Feeling Down on Tuesday

I have been stagnating for weeks. Since we switched the day care routine I have not been able to find time to exercise regularly. My body doesn't feel as good and my brain is definitely suffering. I need to snap out of it. I have come a long way. Yesterday, I got the nicest compliment from a friend I haven't seen in a while. She was commenting on some pictures on Facebook, but it still made me feel just as good as if she had seen me in person. I know that I'm fine. I know it's fine to stay where I am for a while. But I can't help but compare myself to Jenna and Indya. Will I ever be a size 4 or 6? I really don't think so. Am I okay with that? I'm still on the fence.
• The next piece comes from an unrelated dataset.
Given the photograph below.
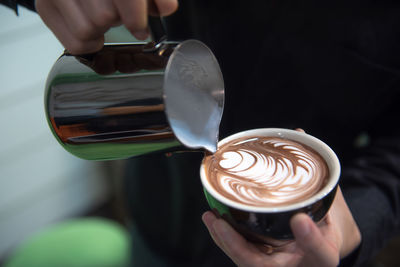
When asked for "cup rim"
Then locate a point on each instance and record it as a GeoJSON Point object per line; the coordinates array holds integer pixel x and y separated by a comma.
{"type": "Point", "coordinates": [323, 149]}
I can't help but think... I'll probably be pregnant again in a year and then my body will go to hell all over again. Not that it isn't worth working on right now!

I'm going to look at my calendar to see when I can work in some exercise this week. I know that will help me to feel better. Next week we will be at my in-law's house. I will plan to go to the Y every day and to do at least 30 minutes of exercise each and every day. That's the only way I'll make it through the week.

I have a good day of food planned out, so at least that's one challenge under control.

egg+egg white (cooked in my new non-stick pan with NO fat), bread, brummel and brown: 4
coffee

oatmeal, milk, splenda: 4
small apple: .5

37 minutes on elliptical machine, random mode, level 9. Felt GREAT!

sliced turkey, 2 wasa, wax beans, veggies: 4

cottage cheese, 2 clementines, coffee w/one pump syrup+milk: 4

banana: 2
chicken, green beans, rice, brummel and brown: 6

24.5 eaten

I should NOT eat anything else today. I'm done. But man, my sweet tooth. This is hard. Must focus.